In other words, Van Praet writes in his debut, marketers can profitably apply insights from neuropsychology about the biological basis of behavior. As fMRI brain-scan experiments reveal, when subjects are called upon to make decisions, their responses may bypass conscious awareness. People may believe they prefer one brand over another because of taste, but the author cites experiments that mix up labels to demonstrate that this is not always the case.
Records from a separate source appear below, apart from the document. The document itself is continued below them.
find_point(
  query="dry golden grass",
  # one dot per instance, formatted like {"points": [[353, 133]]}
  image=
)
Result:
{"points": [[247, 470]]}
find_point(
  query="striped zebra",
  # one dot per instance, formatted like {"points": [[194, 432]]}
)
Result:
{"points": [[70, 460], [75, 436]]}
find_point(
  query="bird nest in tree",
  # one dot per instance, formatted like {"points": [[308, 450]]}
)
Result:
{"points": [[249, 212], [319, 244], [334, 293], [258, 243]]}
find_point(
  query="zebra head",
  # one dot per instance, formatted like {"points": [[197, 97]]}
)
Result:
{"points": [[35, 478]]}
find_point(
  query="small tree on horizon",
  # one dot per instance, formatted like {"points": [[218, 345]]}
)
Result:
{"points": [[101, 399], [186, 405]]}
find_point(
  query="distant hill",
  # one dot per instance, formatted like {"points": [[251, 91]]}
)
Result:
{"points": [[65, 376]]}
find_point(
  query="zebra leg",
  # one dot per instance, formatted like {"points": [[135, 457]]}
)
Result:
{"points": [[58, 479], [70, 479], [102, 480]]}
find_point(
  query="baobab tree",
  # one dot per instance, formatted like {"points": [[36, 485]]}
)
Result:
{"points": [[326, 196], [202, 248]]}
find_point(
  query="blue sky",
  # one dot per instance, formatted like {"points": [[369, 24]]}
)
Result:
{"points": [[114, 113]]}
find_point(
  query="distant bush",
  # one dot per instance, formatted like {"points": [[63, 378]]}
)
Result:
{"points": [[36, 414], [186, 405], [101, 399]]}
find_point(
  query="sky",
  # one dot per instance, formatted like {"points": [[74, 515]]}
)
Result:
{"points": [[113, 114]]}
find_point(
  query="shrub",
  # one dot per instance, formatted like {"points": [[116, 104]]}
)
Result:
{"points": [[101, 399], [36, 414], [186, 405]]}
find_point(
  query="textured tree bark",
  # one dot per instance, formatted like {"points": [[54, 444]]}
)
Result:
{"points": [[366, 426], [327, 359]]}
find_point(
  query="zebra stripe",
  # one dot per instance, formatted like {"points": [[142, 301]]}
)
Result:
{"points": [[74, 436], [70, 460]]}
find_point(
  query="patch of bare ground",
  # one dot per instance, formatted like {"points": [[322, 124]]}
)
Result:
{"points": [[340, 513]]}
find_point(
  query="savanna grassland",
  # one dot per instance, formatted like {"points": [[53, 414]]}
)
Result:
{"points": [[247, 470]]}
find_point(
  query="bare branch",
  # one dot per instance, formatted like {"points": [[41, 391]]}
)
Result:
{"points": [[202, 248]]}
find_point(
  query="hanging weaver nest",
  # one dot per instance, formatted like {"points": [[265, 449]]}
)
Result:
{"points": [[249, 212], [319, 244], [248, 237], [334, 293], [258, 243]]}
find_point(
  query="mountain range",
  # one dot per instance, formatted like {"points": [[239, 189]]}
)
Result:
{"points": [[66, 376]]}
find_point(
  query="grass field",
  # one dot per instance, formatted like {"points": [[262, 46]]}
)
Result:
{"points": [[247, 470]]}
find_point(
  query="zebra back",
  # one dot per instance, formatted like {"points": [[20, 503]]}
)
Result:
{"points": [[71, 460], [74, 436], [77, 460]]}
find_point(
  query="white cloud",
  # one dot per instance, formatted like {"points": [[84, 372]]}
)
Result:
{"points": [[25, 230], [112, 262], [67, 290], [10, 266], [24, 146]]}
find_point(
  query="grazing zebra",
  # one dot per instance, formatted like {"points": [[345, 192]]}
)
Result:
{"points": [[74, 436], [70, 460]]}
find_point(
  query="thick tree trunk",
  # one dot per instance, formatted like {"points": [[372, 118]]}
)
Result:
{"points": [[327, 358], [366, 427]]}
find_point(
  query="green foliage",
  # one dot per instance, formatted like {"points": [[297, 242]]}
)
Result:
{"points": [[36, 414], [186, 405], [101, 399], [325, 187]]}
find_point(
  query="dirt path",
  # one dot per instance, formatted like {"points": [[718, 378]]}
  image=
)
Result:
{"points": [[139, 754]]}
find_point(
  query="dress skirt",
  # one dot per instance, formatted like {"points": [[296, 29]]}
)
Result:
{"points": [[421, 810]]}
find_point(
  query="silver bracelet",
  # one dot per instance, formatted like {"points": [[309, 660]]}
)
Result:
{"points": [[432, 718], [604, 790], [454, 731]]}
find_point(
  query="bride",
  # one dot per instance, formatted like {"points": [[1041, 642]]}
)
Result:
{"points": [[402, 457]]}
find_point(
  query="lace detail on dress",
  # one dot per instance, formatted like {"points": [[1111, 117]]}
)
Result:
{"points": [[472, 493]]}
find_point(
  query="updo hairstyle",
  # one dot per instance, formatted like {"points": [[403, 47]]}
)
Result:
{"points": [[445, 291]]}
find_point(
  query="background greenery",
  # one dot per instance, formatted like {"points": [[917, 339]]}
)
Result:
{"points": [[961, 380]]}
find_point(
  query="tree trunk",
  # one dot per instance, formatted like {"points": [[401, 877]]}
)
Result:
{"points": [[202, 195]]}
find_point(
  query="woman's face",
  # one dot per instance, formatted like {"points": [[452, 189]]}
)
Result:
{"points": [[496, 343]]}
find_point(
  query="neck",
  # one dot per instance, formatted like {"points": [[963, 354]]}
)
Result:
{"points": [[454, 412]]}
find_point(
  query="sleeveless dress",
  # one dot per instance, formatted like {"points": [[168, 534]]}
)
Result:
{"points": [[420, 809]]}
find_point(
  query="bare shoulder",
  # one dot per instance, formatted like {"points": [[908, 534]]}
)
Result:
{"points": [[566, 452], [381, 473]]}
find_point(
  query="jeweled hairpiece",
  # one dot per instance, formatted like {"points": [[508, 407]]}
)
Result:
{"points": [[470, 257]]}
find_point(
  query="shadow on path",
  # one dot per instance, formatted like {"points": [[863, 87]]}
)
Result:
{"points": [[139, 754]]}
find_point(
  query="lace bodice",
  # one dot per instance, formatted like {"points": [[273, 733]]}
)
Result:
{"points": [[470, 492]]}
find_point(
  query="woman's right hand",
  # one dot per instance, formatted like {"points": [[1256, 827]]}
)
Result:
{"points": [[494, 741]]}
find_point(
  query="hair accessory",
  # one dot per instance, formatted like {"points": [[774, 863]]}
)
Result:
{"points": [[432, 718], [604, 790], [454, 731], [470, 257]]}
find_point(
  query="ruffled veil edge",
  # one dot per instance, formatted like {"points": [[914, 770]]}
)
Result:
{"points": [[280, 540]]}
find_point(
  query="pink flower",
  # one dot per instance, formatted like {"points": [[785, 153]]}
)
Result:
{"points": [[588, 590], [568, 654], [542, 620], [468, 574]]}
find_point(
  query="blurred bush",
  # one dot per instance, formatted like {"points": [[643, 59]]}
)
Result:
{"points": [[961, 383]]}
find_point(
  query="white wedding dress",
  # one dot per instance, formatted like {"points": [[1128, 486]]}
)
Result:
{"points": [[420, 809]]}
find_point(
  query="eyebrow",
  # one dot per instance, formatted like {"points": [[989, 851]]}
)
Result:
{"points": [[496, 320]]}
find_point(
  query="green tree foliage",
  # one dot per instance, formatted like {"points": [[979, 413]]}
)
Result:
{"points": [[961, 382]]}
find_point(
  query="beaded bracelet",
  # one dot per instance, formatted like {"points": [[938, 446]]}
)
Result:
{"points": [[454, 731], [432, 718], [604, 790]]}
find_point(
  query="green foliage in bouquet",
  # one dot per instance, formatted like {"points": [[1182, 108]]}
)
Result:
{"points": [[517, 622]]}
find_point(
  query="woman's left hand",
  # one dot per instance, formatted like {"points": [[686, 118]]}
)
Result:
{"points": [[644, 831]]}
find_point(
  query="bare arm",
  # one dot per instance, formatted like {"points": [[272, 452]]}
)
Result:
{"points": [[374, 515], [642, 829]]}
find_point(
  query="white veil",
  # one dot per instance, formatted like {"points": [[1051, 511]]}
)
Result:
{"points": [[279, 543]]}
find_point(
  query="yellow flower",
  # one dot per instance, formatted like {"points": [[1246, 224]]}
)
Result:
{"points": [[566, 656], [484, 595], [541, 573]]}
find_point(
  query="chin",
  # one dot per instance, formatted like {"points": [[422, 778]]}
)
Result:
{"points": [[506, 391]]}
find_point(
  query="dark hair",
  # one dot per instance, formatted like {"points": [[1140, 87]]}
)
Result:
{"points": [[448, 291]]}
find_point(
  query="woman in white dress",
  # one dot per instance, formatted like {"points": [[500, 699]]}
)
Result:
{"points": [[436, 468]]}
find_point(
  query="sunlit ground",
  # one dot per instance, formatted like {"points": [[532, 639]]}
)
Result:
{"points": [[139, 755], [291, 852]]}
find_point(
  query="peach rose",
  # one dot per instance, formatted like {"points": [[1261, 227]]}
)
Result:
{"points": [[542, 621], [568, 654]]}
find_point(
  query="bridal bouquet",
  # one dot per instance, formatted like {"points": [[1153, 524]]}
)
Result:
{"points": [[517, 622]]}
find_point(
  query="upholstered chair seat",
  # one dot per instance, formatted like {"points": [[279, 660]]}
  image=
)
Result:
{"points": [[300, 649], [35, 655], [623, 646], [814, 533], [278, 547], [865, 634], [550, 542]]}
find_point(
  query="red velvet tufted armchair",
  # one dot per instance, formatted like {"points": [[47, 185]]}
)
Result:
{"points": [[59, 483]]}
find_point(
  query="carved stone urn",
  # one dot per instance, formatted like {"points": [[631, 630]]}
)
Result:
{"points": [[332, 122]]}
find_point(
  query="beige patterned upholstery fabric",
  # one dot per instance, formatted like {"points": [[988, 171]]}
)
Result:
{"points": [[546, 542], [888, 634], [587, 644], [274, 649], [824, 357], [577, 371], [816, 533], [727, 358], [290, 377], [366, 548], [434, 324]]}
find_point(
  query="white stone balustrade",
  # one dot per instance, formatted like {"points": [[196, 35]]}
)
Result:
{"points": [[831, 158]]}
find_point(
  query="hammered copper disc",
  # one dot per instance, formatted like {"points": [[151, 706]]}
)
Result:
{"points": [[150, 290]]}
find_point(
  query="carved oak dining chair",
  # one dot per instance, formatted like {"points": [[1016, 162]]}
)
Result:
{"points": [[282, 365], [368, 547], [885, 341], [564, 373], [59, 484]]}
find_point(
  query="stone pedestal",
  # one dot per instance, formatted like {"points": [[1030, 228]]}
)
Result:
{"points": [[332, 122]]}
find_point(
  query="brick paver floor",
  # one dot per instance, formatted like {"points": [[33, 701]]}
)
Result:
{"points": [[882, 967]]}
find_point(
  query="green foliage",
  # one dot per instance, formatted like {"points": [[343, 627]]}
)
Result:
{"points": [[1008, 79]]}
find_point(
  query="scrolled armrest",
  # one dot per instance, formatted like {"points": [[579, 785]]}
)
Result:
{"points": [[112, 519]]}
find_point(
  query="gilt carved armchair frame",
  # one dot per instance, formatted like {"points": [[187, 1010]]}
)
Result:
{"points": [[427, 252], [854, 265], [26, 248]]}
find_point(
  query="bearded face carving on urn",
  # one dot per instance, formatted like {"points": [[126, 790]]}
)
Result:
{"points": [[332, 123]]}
Instead, he explains, we choose brands that are familiar because they evoke pleasant emotions and are “road signs” that allow us to take “mental shortcuts.” As the complexity of our lives increases, we tend “to blindly obey…stereotypical rules of thumb that make our decisions for us.” Van Praet suggests that our inborn need for social attachment can be tapped in today's complex, consumption-based society by treating buyers as members of communities whose buying preferences are a mark of their self-identity. He offers illustrations of steps that a marketer can take to appeal to potential buyers on an unconscious level, such as a Deutsch ad for the VW Passat that featured a little boy dressed as Darth Vader deploying the force to start the car (a Super Bowl attention-getter). He compares the special garments of the Catholic clergy to the white lab coats featured in pharmaceutical ads as examples of the hypnotic power of authority in unconscious branding. Suggesting that the time has come for a more creative approach, he mocks the use of market surveys. To question consumers about their product choices, he writes, is as sensible as “asking the political affiliation of a tuna fish sandwich.”
A provocative approach that should give pause to consumers as well as marketers.